LNG producer Qatar has been sorting through prospective new names of shipowners and managers that it has not previously worked with on LNG carrier tonnage as it pursues its large requirement for vessels.

Those following Qatar Petroleum’s business to access up to 151 LNG carriers said the liquefaction giant has been sorting through the details of about 20 companies.

They added that these are thought to be both shipowners — some of whom are relatively new to LNG — and shipmanagers.

Tender tactics

Their understanding is that Qatar Petroleum will whittle the candidates down to a small number.

The company will then issue a tender for the vessels to a group of owners and managers, comprising both new names and shipowners which Qatar has worked with previously on LNG carriers.

Established names include Japan’s big three owners — Mitsui OSK Lines, NYK Line and K Line — and two of the country’s traders — Iino Kaiun and Mitsui & Co.

Qatar also has existing ties on LNG shipping with John Angelicoussis’ Maran Gas Maritime — with whom Qatari LNG shipowner Nakilat has two joint ventures and Teekay LNG.

The Gulf state previously worked on LNG tonnage with Pronav Ship Management, which was bought by Germany’s Schulte Group in 2018. Four Q-Flex ships were also owned in partnership with OSG Shipholding Group but OSG, by then operating as International Seaways on these ships, was later bought out of these vessels by Nakilat.

Timing

Some sources said they do not expect the shipowner tender requesting offers on the newbuildings to emerge until December.

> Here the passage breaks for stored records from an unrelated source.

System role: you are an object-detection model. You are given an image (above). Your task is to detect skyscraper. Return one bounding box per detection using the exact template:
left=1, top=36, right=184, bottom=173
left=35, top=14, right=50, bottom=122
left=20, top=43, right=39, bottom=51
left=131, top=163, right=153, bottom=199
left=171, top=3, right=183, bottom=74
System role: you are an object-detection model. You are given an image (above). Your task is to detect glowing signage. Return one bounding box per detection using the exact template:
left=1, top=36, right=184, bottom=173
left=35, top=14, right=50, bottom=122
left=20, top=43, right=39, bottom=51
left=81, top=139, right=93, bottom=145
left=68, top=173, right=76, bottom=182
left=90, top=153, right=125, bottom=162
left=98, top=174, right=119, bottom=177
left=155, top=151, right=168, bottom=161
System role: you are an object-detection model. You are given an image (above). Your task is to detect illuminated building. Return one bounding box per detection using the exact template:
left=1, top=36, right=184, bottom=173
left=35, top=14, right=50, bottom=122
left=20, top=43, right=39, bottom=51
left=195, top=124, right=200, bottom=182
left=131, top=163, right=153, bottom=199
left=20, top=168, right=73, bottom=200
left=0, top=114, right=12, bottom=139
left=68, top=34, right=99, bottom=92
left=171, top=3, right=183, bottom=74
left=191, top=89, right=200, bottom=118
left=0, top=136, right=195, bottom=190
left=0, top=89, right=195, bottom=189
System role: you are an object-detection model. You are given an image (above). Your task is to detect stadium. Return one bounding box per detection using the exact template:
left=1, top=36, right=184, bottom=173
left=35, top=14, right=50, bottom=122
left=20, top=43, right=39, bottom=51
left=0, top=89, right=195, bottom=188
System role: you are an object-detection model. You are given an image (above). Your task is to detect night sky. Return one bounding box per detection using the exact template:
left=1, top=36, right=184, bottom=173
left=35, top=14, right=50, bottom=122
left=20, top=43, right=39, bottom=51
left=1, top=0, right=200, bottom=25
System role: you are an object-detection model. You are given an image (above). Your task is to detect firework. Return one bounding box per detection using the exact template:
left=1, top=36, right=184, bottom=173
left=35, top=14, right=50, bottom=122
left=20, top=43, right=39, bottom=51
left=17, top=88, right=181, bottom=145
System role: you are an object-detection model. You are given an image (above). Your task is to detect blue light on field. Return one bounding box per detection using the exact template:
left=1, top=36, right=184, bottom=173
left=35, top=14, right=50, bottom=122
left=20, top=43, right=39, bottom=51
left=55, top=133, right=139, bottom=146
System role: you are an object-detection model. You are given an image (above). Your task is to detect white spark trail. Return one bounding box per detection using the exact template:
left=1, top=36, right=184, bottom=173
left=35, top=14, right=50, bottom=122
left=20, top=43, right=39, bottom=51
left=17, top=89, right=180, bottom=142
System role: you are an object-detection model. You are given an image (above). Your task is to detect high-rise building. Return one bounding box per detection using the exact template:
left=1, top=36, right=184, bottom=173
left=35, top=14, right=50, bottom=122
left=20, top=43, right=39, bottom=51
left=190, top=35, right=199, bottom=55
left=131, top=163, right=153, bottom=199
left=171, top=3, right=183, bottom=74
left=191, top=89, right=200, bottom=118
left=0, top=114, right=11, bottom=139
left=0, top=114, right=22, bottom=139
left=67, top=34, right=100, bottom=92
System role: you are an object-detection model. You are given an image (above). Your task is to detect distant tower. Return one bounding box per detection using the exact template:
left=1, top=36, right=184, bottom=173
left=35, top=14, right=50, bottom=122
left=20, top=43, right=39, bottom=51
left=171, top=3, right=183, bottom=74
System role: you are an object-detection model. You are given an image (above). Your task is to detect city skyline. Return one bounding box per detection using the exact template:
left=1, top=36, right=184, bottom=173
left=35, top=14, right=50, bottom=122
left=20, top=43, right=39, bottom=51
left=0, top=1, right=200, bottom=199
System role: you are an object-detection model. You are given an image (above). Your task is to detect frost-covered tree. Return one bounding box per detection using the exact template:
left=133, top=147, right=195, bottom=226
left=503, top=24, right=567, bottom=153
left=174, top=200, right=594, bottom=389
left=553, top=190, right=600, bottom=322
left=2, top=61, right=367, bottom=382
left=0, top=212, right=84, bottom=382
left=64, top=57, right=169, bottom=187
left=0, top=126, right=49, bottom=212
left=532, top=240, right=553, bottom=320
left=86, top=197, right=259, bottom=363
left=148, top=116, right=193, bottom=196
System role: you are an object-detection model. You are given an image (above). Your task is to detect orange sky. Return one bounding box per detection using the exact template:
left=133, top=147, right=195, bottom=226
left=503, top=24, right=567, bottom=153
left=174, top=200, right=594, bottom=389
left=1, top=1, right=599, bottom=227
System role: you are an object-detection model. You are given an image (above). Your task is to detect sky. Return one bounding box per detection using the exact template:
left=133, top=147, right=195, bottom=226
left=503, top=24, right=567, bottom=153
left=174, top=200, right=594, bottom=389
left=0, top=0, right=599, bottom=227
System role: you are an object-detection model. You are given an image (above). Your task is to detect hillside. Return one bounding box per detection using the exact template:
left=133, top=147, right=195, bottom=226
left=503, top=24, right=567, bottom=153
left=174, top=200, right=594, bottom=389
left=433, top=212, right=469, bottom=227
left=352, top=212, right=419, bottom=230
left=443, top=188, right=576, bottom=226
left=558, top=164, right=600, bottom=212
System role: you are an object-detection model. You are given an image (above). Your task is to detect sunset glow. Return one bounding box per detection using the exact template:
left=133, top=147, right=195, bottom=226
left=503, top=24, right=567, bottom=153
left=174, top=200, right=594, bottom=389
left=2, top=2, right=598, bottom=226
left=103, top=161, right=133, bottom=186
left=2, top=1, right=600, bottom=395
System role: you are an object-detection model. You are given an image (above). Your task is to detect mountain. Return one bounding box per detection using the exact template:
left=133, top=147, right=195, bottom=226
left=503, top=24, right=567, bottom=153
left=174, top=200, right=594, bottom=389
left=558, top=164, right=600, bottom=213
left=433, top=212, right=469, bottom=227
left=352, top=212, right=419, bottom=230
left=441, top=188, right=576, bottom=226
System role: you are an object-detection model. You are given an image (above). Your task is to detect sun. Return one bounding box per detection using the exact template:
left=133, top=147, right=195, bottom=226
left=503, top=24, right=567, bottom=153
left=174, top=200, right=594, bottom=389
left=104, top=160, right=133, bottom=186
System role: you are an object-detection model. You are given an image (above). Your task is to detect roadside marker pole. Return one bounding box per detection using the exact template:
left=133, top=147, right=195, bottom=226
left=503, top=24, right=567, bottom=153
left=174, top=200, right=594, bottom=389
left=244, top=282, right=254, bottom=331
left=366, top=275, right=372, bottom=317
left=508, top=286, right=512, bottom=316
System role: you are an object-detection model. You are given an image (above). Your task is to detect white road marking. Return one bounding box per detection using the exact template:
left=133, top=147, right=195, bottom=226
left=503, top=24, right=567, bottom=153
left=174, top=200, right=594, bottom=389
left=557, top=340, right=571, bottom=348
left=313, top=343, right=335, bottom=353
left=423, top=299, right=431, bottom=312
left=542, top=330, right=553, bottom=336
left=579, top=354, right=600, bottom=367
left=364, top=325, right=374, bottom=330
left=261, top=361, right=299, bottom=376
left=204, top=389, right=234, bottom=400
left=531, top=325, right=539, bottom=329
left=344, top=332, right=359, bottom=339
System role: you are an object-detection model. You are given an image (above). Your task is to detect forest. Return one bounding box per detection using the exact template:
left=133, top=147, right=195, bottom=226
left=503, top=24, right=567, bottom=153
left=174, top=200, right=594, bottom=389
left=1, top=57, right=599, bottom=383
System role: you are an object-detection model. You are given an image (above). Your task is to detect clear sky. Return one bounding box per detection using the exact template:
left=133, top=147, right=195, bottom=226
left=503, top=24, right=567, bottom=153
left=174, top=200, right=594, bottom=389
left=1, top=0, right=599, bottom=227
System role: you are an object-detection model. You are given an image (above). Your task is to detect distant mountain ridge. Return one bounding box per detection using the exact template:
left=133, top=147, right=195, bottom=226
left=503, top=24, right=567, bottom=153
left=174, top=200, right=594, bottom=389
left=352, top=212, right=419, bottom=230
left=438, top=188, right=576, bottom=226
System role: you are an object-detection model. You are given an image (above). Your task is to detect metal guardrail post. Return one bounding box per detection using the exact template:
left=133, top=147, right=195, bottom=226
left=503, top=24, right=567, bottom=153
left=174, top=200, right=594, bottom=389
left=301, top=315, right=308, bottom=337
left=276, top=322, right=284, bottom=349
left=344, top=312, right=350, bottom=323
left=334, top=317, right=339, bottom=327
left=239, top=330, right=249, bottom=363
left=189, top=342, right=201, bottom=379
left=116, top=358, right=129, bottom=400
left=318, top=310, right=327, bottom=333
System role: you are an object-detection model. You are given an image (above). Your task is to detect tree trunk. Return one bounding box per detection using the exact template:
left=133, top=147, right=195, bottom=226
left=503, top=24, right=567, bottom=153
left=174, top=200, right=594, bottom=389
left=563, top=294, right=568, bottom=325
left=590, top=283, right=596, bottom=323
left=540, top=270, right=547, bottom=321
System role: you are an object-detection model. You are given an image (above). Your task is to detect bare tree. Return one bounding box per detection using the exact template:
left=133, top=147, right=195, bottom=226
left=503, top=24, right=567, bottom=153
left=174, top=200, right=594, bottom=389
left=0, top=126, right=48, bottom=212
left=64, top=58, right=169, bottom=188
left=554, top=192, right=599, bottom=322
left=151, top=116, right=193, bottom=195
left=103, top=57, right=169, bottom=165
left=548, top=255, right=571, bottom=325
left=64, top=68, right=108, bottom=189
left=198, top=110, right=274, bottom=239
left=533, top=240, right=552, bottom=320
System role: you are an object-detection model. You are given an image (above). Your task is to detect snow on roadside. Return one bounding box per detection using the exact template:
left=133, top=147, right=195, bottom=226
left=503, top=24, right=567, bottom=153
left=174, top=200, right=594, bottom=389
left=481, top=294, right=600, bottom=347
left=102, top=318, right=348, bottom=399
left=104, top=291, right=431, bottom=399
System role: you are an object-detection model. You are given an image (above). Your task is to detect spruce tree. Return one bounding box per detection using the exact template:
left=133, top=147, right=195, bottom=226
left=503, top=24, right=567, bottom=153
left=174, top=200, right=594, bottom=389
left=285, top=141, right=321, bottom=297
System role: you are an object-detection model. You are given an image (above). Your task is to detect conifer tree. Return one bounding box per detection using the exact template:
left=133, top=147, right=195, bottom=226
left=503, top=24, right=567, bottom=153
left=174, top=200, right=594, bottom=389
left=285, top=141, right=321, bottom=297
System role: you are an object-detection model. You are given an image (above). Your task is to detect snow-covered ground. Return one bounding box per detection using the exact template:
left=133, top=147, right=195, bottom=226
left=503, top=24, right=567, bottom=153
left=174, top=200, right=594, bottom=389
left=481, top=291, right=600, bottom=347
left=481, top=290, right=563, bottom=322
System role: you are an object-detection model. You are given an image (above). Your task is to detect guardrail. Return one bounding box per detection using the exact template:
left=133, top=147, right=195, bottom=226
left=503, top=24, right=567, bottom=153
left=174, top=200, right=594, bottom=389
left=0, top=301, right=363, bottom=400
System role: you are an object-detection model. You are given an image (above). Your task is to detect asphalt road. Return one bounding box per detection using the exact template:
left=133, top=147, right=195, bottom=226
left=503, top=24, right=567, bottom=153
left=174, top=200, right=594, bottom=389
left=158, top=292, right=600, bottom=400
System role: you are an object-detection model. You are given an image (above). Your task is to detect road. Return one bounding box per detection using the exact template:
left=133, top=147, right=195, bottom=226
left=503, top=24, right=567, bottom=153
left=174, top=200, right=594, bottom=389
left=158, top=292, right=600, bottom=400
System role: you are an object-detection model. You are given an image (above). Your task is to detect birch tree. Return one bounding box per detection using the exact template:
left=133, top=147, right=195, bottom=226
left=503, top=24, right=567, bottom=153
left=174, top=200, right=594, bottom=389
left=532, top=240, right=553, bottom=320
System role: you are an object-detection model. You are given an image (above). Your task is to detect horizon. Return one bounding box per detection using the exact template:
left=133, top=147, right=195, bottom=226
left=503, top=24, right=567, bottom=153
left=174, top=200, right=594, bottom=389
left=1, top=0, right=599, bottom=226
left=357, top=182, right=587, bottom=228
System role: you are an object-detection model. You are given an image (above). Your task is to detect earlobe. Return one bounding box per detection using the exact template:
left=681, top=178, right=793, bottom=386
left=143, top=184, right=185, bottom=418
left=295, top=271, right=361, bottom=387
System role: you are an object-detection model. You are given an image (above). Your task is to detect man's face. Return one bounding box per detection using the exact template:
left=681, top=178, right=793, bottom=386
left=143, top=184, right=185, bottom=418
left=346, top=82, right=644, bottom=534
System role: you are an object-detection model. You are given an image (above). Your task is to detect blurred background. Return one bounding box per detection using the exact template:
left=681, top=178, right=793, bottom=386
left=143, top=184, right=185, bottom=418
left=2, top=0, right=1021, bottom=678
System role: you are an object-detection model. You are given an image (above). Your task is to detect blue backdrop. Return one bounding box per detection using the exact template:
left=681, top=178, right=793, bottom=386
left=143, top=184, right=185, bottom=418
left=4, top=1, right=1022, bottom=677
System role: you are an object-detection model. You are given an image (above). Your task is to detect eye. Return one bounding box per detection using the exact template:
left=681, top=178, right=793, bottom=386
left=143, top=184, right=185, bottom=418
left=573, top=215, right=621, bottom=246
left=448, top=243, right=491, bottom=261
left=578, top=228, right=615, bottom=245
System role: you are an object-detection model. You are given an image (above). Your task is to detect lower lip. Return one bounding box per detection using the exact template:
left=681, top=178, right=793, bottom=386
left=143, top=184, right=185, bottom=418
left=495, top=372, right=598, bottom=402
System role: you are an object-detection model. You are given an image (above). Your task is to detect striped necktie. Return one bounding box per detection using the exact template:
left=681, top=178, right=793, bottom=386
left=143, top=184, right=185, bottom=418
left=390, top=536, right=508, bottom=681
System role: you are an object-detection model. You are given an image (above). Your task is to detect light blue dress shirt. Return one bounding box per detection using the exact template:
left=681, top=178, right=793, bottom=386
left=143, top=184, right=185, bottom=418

But others suggested it could be sooner.

Qatar made its first call on shipowners for the vessels back in mid-2019, casting the net wide among the owning community and asking for initial offers on up to 60 LNG carriers.

At that time, Qatargas said it would marry up its shipyard positions with owners and sign newbuilding contracts and time-charter deals on the vessels together.

Since then and in parallel, shipbuilders have been working with Qatar Petroleum and its associates on the slew of 151 LNG newbuilding berth slots the company firmed up in April and May in what looks set to become the world’s largest newbuilding project.

Qatar Petroleum signed deeds of agreement (DOA) reserving slots for up to 16 berths with China’s Hudong-Zhonghua Shipbuilding (Group) and 45 slots at each of South Korea’s big three shipbuilders — Hyundai Heavy Industries, Daewoo Shipbuilding & Marine Engineering and Samsung Heavy Industries.

Pricing pressures

TradeWinds has been told that under the DOAs the newbuildings have been agreed but there is also a currency adjustment clause as the delivery dates are so far ahead.

Qatar Petroleum selected slots for vessels that can deliver from 2023 into 2026.

Based on the CNY 20bn ($2.85bn) quoted for the 16 Chinese ships, this would price the vessels at about $180m each.

But with newbuilding prices having come under fresh downward pressure since the DOAs were signed, some industry players suggested that Qatar might want to revisit its pricing with yards.

They also said that while Qatar is keen to capture LNG market share on its sales over competitors, such as expansionist-minded Russia and newcomer Mozambique, it may also be less urgent to move as the Covid-19 pandemic continues to create demand uncertainty for LNG and other commodities.

Qatar is seeking its super-large LNG carrier haul to provide tonnage for its North Field Expansion project — which would grow its domestic production from 77 million tonnes per annum to 126 mtpa.

The vessels would also serve the 16-mtpa Golden Pass LNG development in the US, in which parent company Qatar Petroleum is a shareholder.

In addition, the producer needs new vessels to replace older ships in its fleet as they come off hire.